Boston Bombing Suspects Raise New Terrorism Questions
Published April 20, 2013
With the Friday arrest of suspect Dzhokhar Tsarnaev, the Boston Marathon bombing investigation has entered a new phase. Yet to be uncovered are the motives of the bombers—the other suspect, Dzhokhar's older brother Tamerlan Tsarnaev, was killed by authorities—and their possible connection to foreign groups that use terrorism to advance political agendas.
To understand the Boston bombings within a larger context, National Geographic turned to terrorism expert David Schanzer, Director of the Triangle Center of Terrorism and Homeland Security at Duke University's Sanford School of Public Policy. (Related: Boston Suspects Put Chechnya in Spotlight)
Given the facts of this case so far, do you expect that this attack was the work of just these two individuals, or a larger conspiracy?

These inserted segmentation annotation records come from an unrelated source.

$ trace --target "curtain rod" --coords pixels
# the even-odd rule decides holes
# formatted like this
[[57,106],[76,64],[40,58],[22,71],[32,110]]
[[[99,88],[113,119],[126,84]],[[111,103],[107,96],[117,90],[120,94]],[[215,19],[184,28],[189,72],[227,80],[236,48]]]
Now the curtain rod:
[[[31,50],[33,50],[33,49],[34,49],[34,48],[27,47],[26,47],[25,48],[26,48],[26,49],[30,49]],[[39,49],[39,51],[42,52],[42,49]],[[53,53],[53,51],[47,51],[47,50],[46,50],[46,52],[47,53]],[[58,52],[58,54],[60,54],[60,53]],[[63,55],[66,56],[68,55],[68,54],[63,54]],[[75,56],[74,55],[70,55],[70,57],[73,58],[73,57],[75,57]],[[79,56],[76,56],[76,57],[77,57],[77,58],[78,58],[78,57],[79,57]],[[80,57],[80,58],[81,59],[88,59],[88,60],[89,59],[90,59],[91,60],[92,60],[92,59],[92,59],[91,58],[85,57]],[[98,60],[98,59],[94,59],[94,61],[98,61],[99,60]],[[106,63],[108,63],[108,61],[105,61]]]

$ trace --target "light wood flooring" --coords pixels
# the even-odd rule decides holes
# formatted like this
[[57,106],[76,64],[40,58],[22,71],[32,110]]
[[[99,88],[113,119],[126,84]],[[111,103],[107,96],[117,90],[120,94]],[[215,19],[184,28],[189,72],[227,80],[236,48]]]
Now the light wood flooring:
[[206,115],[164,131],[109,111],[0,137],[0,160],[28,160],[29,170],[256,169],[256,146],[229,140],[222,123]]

Intelligence officials will be working for weeks and months to determine if the Tsarnaevs had any linkages to individuals or organizations outside the United States. Domestic law enforcement will be focused on whether there were accomplices that aided or abetted the criminal conspiracy.
It is too early to tell what the answers will be. There are indications, however, that they were not part of a larger, sophisticated terrorist group.
The Tsarnaevs used a common construction for their weapon that was readily available on the internet and did not include liquid or plastic explosives, they made no effort to leave the country, they were poorly financed (otherwise why would they need to commit robbery), they did not target an event that would have meaning for an international audience, and they did nothing to publicize a political cause.
Does this case bear the hallmarks of religious/political terrorism? Do these bombers (or one of them) fit the jihadi profile, or something different?
There is no "profile" of a homegrown terrorist. The issue is whether the Tsarnaevs were motivated to violence by adoption of the al Qaeda ideology (I prefer not to bestow religious legitimacy on this ideology by giving it the label "jihadi" because this is an established Qur'anic principle).
The al Qaeda ideology is a mixture of religious, historical, political and economic themes that boil down to a claim that the West is at war with Muslims and must be confronted by violent means to enable Muslims and Islam to prosper. I believe it is certainly a possibility that one or both of the Tsarnaevs adopted this ideology and murdered innocent people in furtherance of it. We will need to learn more facts to make this determination.
In general terms, how would you characterize the threat of Islamist terrorism to Americans on U.S. soil?
I don't use the term Islamist terrorism. Islamism is a political movement that seeks a strong or dominant role for Islamic principles in the governing of a society. It has benign forms, but also highly dangerous extremist forms.
We have had numerous incidents of terrorism inside the United States inspired by al Qaeda and its ideology prior to and since 9/11. As the 9/11 attacks demonstrated, al Qaeda was a powerful and dangerous organization 12 years ago, but is now a shell of what it once was. Central al Qaeda and its affiliate organizations around the globe still aspire to execute attacks inside America, but their capabilities to do so are dramatically diminished. The threat is present, but no longer acute.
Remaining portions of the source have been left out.